Parlemento görüşmesinden çıkan özet sonucu şöyle açıklayabiliriz: Bizim direnişimizde dile getirdiğimiz taleplerle ilgili olarak adım atmaya niyetleri yoktur.
Parlemento taplantısında 36 kişi vardı. Bütün partilerden parlemento taplantısına katılım olmuştu. Arkadaşlar içeriğe girdiğinde konukseverlik gösterisi yaptılar, parlementerler kibar davranışlarda bulundular. Arkadaşların paltolarını askıya asma teklifinde bulundular.
CDU'dan da birileri vardı. Bu parti hükümet partisidir. Sınır dışı etme konusunda, mültecilerin bir çoğunun katil olduğu için sınır dışı edildiğini söylediler. Romaları örnek verdiler, Romaların Almanya'ya akın ettiğini ve bunu önlemek için Romaları sınır dışı etmek zorunda olduklarını söylediler.
Arkadaşlar, Avrupa'ya iltica edenlerin buralardan giden silahlarla yapılan savaşlardan korunmak için kaçıp geldiklerini söylediler.
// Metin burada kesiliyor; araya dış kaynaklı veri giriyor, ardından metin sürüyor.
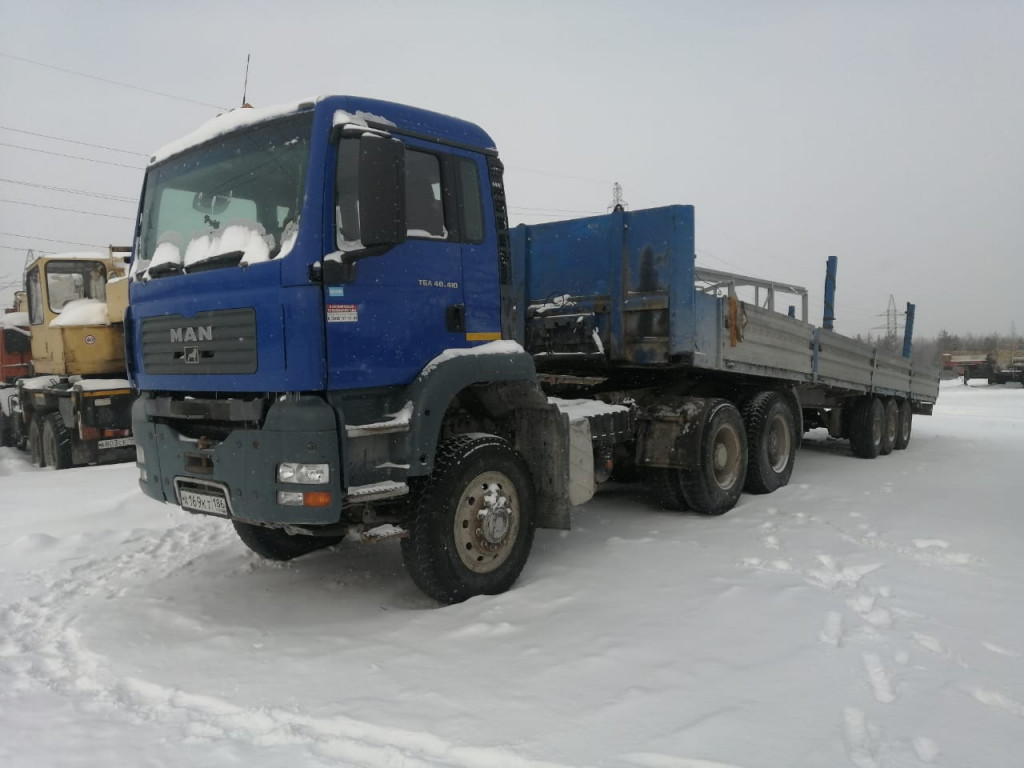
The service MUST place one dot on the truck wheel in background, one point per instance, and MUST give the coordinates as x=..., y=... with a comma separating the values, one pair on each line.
x=714, y=486
x=36, y=442
x=905, y=416
x=890, y=425
x=866, y=426
x=471, y=524
x=276, y=544
x=771, y=442
x=56, y=442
Parlementerler ise, bunu kendilerinin yapmadığını Amerika'nın yaptığını söylediler.
Parlementerler orada bulunan 4 arkadaşa baskı yaptılar. Sadece kendi sorunlarını dile getirmelerini istediler. Ama arkadaşlar bunu reddettiler ve bu talepleri direnişçi mülteciler adına parlementoya taşıdıklarını söylediler.
Arkadaşlarımıza şunu söylediler: "Eğer sizin böyle konuşacağınızı bilseydik sizi parlementoya almazdık." Parlementerler, görüşmeyi yapan arkadaşlara; "eyalet dışına çıkma yasağını deldiğiniz halde size ceza vermiyoruz, bize minnettar olmanız gerekirdi" dediler.
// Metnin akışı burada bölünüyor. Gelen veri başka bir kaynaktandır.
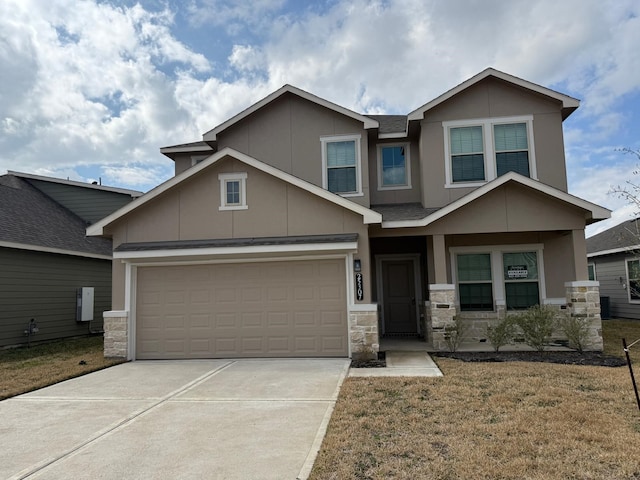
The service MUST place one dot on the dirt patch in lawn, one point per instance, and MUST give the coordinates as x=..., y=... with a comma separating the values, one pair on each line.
x=564, y=358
Görüşen arkadaşların elindeki bildirinin kim tarafından yazıldığını ısrarla sordular ve bu konuda arkadaşlara baskı yaptılar.
Parlementoda bulunan sadece iki parti bizim taleplerimizi desteklediklerini ifade ettiler ve mültecilerin söyledikleri şeylerin doğru şeyler olduğunu söyledir ve parti olarak kendilerinin bu kötü yasa ve uygulamalardan sorumlu olmadaklarını söylediler. Bu partilerden biri Die Linke ve diğeri de Yeşil Parti'ydi. Bu iki parti bizim direnişimizin cesur bir direniş olduğunu söylediler.
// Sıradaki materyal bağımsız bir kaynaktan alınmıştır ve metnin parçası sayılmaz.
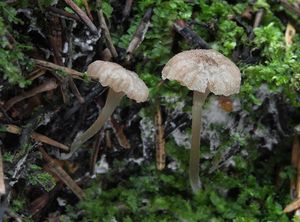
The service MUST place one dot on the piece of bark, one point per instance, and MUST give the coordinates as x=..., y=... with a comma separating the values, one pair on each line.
x=47, y=86
x=35, y=136
x=160, y=141
x=59, y=172
x=139, y=35
x=192, y=37
x=83, y=17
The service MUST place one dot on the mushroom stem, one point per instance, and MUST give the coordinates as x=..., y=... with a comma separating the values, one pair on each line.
x=198, y=101
x=112, y=101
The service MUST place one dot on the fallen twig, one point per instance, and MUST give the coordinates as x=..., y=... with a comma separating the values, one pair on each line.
x=292, y=7
x=139, y=35
x=63, y=13
x=191, y=36
x=52, y=66
x=47, y=86
x=105, y=29
x=294, y=162
x=36, y=136
x=292, y=206
x=36, y=73
x=95, y=153
x=160, y=141
x=62, y=175
x=119, y=131
x=127, y=9
x=87, y=8
x=13, y=215
x=2, y=184
x=258, y=17
x=83, y=17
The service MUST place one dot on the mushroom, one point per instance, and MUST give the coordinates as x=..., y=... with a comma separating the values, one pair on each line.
x=202, y=71
x=121, y=82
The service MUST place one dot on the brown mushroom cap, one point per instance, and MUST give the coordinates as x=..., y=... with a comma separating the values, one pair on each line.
x=204, y=69
x=119, y=79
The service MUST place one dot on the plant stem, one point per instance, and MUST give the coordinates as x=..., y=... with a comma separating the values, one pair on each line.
x=112, y=101
x=198, y=101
Parlementerler görüşmede, bizim direnişimizin siyasi niteliğini silmeye ve sorunu kişisel sorunlara indirgemek istediler. Arkadaşlar bunu farkettikten sonra, neden yürüyüş ve direniş yaptığımızı anlattılar. Yapılan direnişin siyasal bir direniş olduğunu söylediler. Yaşadığı yerden kaçmanın başlı başına siyasi bir iş olduğunu söylediler ve dolayısıyla bu meselenin siyasi bir mesele olduğunu anlatmaya çalıştılar arkadaşlar.
Arkadaşlar neden mülteci kamplarında insanların uzun süre bekletildiklerini, neden gutschain uygulamalarının olduğunu, neden çalışma yasağının olduğunu sordular onlara. İnsanlık dışı olan bu kanunların ve uygulamaların insanların psikolojisini bozduğunu anlattılar. Bu koşullar nedeniyle intihar girişiminde bulunan mülteciler olduğunu anlattılar.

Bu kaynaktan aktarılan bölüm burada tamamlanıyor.